Max Verstappen’s Monaco weekend started with something Red Bull hasn’t always had here in recent seasons: a car he actually trusts.
Friday’s practice times won’t win anyone a trophy in Monte Carlo, but they did shift the mood. After arriving with the familiar caveat that the circuit’s bumps and kerbs can expose uncomfortable traits, Verstappen ended the day third in both sessions — and, more importantly, looked at ease doing it. In a weekend where confidence is lap time, that matters.
In FP1, he was half a second off Charles Leclerc’s leading Ferrari. By FP2, with Lewis Hamilton topping the session for Ferrari, Verstappen had trimmed that deficit to 0.168s. It marked his best opening day of a non-Sprint weekend in 2026 so far, a small but telling footnote given how often Red Bull has spent Fridays trying to “find the window” before it can even start thinking about the front row.
“It was quite a positive day, to be honest,” Verstappen said. “We felt quite good in the car, and it is particularly important, especially around Monaco, to have a positive feeling in the car. We just need to work to fine-tune a few things.
“Ferrari is looking really strong, so we will try to be as close as we can to them. We are happy where we are at the moment, but we are always trying to extract more from the car, so let’s see what we can do for qualifying.”
That last line is the key. Monaco is brutal on a car that’s slightly out of phase — a touch too stiff over the bumps, a front end that doesn’t bite on entry, rear traction that arrives half a beat late. You can be “close” on the spreadsheet and still be miles away in reality because the driver won’t commit. Verstappen, by contrast, sounded like someone already thinking in millimetres and small setup calls, not someone asking for a reset.
He also sounded like Verstappen. Asked by Dutch media whether he might wave at his home as he drives past — he’s one of several drivers who live trackside — he delivered a deadpan reminder of how quickly Monaco can punish.
“I don’t know, I haven’t thought about that yet,” he said. “Hopefully, I don’t park it in the wall on the other side. Then I’d be home in no time.”
It was a joke, but it also underlined the reality: in Monaco the line between a front-row shot and a ruined weekend is a brush of barrier paint. If Red Bull really has a platform that lets Verstappen lean on it, Ferrari’s Friday authority suddenly looks a little less comfortable.

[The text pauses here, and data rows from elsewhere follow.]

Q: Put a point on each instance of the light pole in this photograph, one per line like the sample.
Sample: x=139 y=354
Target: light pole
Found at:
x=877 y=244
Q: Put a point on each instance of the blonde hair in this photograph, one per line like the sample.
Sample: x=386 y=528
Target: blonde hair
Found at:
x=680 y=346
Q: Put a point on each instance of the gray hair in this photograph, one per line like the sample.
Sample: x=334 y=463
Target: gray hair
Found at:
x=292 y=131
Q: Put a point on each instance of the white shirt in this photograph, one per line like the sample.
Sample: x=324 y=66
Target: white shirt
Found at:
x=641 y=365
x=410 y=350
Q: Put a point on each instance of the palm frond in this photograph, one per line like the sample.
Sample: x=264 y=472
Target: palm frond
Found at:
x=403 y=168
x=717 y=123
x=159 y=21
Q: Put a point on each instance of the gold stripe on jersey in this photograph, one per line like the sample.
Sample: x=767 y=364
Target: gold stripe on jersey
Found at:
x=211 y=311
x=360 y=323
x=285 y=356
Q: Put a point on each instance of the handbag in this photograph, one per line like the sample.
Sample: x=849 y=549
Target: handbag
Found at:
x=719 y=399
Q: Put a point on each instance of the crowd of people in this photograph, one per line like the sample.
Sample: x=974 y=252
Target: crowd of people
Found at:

Ferrari still left day one wearing the favourite’s tag. Leclerc led a team 1-2 in both sessions, and Hamilton’s FP2 benchmark backed up the pre-weekend feeling in the paddock that the Scuderia came here with something that works on low speed grip and traction — the core currencies around the Principality. The question now is how crowded the fight for pole becomes.
Leclerc, chasing what would be a fourth Monaco pole, didn’t pretend it’s just a straight duel with his team-mate.
“Max has been very strong. Red Bull have been very strong, and Lewis has been very strong,” Leclerc said. “I’m not so worried, but it’s going to be a tough qualifying for sure, and it will be very tight.”
That’s not the language of a driver who feels he’s got a cushion. Leclerc’s usually pretty good at projecting calm even when he’s twitchy about an outcome, and this read more like an honest assessment: Ferrari is quick, but not quick enough to relax. Not in Monaco. Not with Verstappen in range.
George Russell echoed the same theme from a Mercedes perspective — Ferrari in front as expected, Red Bull closer than anticipated, and everybody needing to find something overnight.
“Yeah, we expected Ferrari to be the guys to beat. A lot of people thought it was just chat, but clearly they are the team to beat,” Russell said. “I think Red Bull have also been a bit of a surprise for us.
“We knew out of the races so far this was going to be our most challenging. We need to make the same step again overnight and I don’t think we nailed it today. There is room to improve, but definitely Ferrari are the team.”
Monaco practice can always mislead — fuel loads, traffic, a well-timed lap versus a ruined one — but the broader picture is hard to ignore. Ferrari looks legitimately strong, as it has all season, and the car seems to generate its time in the places that matter here. Yet Red Bull’s story is the more interesting development: a Friday where Verstappen isn’t fighting the RB22, isn’t talking about survival, and isn’t leaving the paddock sounding like he needs a miracle.
Qualifying will decide the plot, as it almost always does in Monaco. But Ferrari’s “home” weekend just picked up an extra problem: Verstappen doesn’t seem to be arriving merely to limit the damage. He’s arrived believing there’s something to play for — and around these streets, that belief can be worth a couple of tenths on its own.